It must be intimidating to be a first time director in today’s Hollywood, “To tell you the truth, I don’t actually feel like I’m in the business. When I was just getting started, I read everything I could about independent film, all the books everyone reads, like Spike, Mike, Slackers and Dykes. My biggest influences are the guys who broke just as I was finishing film school…Linklater, Tarantino, and Smith. I actually love to watch the Evening With Kevin Smith DVD’s, and listening to the stories about Superman not getting made. I took hope from the fact that on their way up, no two of those guys had the same experience.”

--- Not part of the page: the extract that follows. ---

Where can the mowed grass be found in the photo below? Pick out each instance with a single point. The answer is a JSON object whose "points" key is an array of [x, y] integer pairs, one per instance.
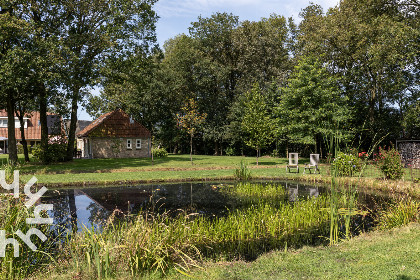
{"points": [[172, 162], [390, 254], [179, 168]]}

For you aspiring filmmakers out there, Omar Naim does have a piece of advice he’d like to pass on for aspiring filmmakers: “I knew I had to hire good people, and I was able to. I wrote out a ten page manual for the crew, which described how I wanted the production to be structured, with guidelines for how they were going to interact. It was a good idea, because people knew what was expected of them. After that, it was very enjoyable to work with the crew. It was kind of like being in Parliament Funkadelic. They were all there because the loved the material, not just for the payday.”
Naim does interesting things with the near-future setting of the story, with very few hints that we’re looking at a possible future. The prevailing culture of the world is obsessed with nostalgia, and the many aspects of conflict within society are plausible, if a little extreme. And it avoids the ‘Paycheck Syndrome’, in that the cerebral subjects examined here never play second fiddle to a suspenseful epic chase sequence ripe with explosions. The focus here is on character and story, which may be a direct result of the fact that the movie was financed by European dough. There is no hint of studio tampering here. THE FINAL CUT is a brave first effort from a new director who obviously had a lot of freedom to make the movie he wanted to make.
THE FINAL CUT opened in theaters October 15th.